Youth Ministry Certification Process Educates and Empowers


Ask any church youth worker, and they will be the first to tell you that they have one of the most amazing jobs in the world. That’s the mantra of Amanda Grissom Boyd, Youth Worker at Woodville UMC who believes youth ministry workers’ positions are unique in the field of church work and that many will openly admit they often times feel blessed to march to the beat of a slightly different drummer. “However,” says Amanda, “Once a year, their beat aligns with others as they and other United Methodist Youth Workers converge for the Perkins School of Youth Ministry.”


She says the week overflows with the opportunity for youth workers, volunteers and even senior pastors to be replenished and refreshed. “Worship includes inspiring music and messages brought by those that love youth, youth workers and youth ministry. Bible studies are enriched with contemplative prayer and intentional lessons to motivate each of us to renew our desire to serve Christ’s church alongside the youth of our congregation and communities. Classes taught by some of the best and brightest in our field challenge youth workers to dig deeper into subjects strongly significant to today’s youth ministry. We are equipped to inspire vision within our congregations and communities as we share ideas and challenge one another to be the best youth worker we can be.”


Peer-to-peer training has many rewards for the participants.

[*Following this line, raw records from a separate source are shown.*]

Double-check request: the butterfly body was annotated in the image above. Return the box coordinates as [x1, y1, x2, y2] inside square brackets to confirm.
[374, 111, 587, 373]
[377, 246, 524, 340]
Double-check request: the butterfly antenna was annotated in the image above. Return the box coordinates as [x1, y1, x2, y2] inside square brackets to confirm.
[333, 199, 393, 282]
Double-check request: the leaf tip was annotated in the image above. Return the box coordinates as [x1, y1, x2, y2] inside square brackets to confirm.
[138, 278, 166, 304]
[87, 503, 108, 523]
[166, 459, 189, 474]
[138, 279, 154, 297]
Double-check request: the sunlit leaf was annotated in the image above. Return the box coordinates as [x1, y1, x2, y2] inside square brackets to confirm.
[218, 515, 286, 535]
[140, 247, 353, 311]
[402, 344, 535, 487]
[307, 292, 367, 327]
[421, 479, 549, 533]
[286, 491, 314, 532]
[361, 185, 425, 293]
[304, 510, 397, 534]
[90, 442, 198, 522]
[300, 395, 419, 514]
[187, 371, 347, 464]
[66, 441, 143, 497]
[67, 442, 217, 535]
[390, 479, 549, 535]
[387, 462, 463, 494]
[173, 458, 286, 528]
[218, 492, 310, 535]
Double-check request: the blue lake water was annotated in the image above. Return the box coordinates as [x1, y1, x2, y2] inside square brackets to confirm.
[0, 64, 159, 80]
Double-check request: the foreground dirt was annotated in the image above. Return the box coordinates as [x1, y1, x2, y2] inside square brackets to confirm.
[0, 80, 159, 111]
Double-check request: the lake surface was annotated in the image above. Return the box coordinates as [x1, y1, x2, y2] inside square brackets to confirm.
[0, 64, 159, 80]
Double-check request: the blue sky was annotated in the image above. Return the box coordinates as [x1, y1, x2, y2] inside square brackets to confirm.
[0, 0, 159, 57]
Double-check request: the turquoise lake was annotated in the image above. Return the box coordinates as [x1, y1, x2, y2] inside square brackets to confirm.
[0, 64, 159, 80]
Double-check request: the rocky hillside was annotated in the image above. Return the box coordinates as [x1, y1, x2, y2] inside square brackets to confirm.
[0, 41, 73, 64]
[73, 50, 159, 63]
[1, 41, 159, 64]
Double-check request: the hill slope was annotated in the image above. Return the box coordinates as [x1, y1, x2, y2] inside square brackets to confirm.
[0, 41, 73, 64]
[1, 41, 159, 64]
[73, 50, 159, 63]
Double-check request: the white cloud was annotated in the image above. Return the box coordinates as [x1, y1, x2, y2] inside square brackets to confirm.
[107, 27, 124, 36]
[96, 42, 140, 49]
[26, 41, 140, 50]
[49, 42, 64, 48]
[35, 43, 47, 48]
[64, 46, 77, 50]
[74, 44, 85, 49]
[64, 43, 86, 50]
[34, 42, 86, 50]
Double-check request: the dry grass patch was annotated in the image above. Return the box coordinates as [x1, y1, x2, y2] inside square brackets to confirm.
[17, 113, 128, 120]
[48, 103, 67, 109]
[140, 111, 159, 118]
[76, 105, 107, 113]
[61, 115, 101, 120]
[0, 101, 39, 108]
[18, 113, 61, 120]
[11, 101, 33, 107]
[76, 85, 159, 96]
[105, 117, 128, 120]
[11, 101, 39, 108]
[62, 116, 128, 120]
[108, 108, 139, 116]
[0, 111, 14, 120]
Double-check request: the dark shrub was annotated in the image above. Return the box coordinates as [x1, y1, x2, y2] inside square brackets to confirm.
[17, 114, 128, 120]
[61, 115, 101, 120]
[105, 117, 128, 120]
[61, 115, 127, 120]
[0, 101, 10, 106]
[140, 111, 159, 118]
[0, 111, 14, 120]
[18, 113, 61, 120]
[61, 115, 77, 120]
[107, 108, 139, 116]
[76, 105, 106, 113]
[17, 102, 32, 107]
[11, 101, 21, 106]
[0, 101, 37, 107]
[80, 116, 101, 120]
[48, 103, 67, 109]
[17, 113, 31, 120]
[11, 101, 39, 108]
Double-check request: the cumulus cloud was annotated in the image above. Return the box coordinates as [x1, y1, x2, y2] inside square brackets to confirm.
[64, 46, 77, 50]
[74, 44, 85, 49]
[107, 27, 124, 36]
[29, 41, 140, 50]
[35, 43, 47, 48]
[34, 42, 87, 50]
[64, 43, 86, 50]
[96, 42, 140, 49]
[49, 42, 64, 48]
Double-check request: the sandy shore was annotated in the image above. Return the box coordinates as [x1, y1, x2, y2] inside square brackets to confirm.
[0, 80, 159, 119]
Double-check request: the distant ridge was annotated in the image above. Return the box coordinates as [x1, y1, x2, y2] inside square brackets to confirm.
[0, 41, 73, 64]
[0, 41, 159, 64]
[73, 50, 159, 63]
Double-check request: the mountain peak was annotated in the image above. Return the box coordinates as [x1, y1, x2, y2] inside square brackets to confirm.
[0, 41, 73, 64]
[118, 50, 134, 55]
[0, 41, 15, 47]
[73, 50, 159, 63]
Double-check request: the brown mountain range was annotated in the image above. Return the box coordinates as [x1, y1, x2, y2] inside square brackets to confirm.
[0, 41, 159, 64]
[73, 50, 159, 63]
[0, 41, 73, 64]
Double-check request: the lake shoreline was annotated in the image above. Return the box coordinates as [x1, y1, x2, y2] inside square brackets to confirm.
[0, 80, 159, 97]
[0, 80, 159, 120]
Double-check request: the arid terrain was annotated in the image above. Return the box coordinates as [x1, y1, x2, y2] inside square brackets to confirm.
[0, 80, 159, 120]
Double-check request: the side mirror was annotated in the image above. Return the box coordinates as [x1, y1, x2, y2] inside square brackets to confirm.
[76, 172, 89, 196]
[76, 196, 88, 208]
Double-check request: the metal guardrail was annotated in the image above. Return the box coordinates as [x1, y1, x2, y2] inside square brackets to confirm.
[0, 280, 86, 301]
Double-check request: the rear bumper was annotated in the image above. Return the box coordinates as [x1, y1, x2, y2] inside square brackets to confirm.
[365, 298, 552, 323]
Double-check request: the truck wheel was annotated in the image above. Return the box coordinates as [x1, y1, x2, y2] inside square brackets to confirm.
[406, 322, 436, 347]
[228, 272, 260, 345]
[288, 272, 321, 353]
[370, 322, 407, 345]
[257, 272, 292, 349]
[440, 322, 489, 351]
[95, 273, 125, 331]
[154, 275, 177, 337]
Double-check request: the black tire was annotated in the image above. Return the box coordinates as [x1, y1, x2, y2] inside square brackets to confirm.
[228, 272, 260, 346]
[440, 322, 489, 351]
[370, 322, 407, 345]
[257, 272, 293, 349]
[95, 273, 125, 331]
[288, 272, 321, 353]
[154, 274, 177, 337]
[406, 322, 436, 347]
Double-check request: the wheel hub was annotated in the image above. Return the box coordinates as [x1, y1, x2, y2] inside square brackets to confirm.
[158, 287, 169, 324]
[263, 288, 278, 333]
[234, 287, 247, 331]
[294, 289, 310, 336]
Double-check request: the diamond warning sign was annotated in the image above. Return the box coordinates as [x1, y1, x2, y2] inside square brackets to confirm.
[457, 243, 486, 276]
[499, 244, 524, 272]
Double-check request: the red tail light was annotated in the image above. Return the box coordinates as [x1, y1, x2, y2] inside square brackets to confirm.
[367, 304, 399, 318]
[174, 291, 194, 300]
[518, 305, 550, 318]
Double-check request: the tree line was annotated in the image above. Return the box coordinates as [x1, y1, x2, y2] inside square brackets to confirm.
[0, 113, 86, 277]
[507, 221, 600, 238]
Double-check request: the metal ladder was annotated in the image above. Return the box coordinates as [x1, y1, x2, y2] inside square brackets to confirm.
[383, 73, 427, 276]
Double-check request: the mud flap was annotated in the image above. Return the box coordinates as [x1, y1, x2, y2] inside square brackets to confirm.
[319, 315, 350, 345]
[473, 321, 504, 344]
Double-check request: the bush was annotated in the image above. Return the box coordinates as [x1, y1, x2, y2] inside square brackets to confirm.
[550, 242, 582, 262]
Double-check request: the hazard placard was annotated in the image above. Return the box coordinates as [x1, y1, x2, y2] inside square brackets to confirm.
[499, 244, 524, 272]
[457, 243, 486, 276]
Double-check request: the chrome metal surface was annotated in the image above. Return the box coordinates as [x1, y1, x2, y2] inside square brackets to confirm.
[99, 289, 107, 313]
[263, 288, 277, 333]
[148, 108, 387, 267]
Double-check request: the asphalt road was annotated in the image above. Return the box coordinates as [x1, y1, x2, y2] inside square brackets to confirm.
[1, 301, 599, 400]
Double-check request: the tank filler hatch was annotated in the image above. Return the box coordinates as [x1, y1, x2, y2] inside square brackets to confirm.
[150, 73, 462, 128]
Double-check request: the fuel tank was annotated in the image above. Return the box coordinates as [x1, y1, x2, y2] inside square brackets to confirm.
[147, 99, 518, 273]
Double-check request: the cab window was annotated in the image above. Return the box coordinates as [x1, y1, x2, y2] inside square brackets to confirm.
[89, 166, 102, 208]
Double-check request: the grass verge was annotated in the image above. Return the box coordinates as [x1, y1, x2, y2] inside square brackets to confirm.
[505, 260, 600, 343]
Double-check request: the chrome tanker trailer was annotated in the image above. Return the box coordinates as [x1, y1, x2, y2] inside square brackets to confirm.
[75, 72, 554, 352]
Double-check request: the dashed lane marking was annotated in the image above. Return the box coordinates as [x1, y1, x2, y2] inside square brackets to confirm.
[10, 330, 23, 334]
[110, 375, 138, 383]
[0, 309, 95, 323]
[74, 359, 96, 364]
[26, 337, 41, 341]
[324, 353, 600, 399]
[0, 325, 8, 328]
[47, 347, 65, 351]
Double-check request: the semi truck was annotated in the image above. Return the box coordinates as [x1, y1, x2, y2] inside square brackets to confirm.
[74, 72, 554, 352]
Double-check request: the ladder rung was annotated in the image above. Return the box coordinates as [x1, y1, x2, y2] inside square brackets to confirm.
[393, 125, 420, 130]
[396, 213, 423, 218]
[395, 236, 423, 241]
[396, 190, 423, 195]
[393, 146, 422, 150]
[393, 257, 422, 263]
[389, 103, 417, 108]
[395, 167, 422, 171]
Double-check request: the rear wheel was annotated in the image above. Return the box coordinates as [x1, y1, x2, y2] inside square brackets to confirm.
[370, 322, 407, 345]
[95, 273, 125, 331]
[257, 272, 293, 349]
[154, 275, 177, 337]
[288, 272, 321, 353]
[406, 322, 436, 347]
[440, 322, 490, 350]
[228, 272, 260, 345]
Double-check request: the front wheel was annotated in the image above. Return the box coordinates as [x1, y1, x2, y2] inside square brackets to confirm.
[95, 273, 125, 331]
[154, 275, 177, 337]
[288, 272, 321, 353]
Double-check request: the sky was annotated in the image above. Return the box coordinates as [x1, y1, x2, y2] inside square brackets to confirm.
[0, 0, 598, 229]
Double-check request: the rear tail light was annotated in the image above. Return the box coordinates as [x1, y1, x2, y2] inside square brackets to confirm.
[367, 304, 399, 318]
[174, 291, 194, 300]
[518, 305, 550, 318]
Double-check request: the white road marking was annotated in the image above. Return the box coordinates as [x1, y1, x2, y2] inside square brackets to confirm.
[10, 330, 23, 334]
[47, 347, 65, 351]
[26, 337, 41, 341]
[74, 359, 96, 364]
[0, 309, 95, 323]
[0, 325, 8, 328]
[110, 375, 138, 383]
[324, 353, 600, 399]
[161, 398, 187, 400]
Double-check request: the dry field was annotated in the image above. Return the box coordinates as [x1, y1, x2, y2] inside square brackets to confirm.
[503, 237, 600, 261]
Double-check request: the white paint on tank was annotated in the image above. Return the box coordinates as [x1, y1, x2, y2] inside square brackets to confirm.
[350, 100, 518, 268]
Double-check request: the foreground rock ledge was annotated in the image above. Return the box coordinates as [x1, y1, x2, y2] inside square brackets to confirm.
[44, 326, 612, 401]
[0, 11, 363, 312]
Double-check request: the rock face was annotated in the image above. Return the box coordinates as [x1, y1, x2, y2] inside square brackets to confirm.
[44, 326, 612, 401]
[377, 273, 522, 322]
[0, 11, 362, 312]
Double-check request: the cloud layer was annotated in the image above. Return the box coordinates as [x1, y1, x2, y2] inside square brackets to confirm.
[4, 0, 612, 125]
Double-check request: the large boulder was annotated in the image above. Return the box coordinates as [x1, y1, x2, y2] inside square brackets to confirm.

Adds Amanda, “Evenings are filled with opportunities of fellowship and networking as we build important connections and friendships across districts, conferences, and states in the celebration of oneness in the body of Christ. After an incredible week, we return home inspired and excited to continue answering the call to serve Christ’s church as United Methodist Youth Workers.”



The Perkins School of Youth Ministry (PSYM) brings United Methodist Youth Ministers from around the country to explore the Bible and theology, discuss developing ministries, and share in personal and spiritual development, while focusing on the art of youth ministry. Typically held in January, PSYM is a multi-faceted event for youth workers. The Certification program offers CEU credits needed for full certification as a professional youth worker, and involves a 5-year process if the course load is done fully through Perkins.


According to TAC Youth and Young Adult Ministries Director Reverend Thera Freeman, participants can choose from three different tracks based on their experience level in youth ministry: beginning with Foundations (for new youth workers) where the offerings in classes range from Wesleyan Theology, to being organized, to finding and keeping volunteers and how to maintain personal spiritual care. All classes at PSYM are taught by youth workers, sermons in the worship services are offered by those who work with youth, and the program is built by those who work with youth.  PSYM is a peer-to-peer learning and sharing experience that offers space for learning, networking and rest for all manner of youth workers.


Reflecting on his own certification training experience earlier this year, Shawn Welling, Director of Youth Ministries for Holy Covenant UMC- Katy, says this year’s track in Perkins School of Youth Ministry’s United Methodist Certification in Youth Ministry “taught all things theology, as in, embedded vs. deliberate, systematic, liberation and other flavors such as evangelical, reformed, Orthodox, Wesleyan, Calvinist, and so on. It sounds like a daunting subject to tackle in only a week of lectures and discussions, however, the practices and aims of certification classes are to teach us how to more effectively formulate our thoughts and beliefs.”


Adds Shawn, “What I came away with from this year’s session is a reinforced reminder that John Wesley was a really great thinker about God, and he gave us (today’s United Methodist Church) timeless, biblical, practical methods to understand and grow in faith in God through Jesus by the power of the Holy Spirit (grace!) for the purpose of fulfilling our call to make disciples. Though weary from a grueling week, I, returned refreshed and renewed in the firm belief that – in pursuit of fulfilling our calling as people redeemed by the promise of God (the life of Jesus Christ, our Exemplar, His atoning sacrifice, and resurrection) -- we not forsake the thoughtful, Spirit-breathed methods of John Wesley, and we continue to search for new, more effective ways to teach these to our youth.”


Notes Thera, “I think PSYM is important because it provides a space for distinctly Methodist learning and sharing in regards to youth ministry. This was my first year to attend and I really enjoyed learning with all the gathered workers. Our TAC youth workers gathered for some tasty burgers, and a great time of talking, laughing and networking that allowed youth workers working in close proximity to one another to connect and begin dreaming on expanding the connection of young people in the Texas Annual Conference.”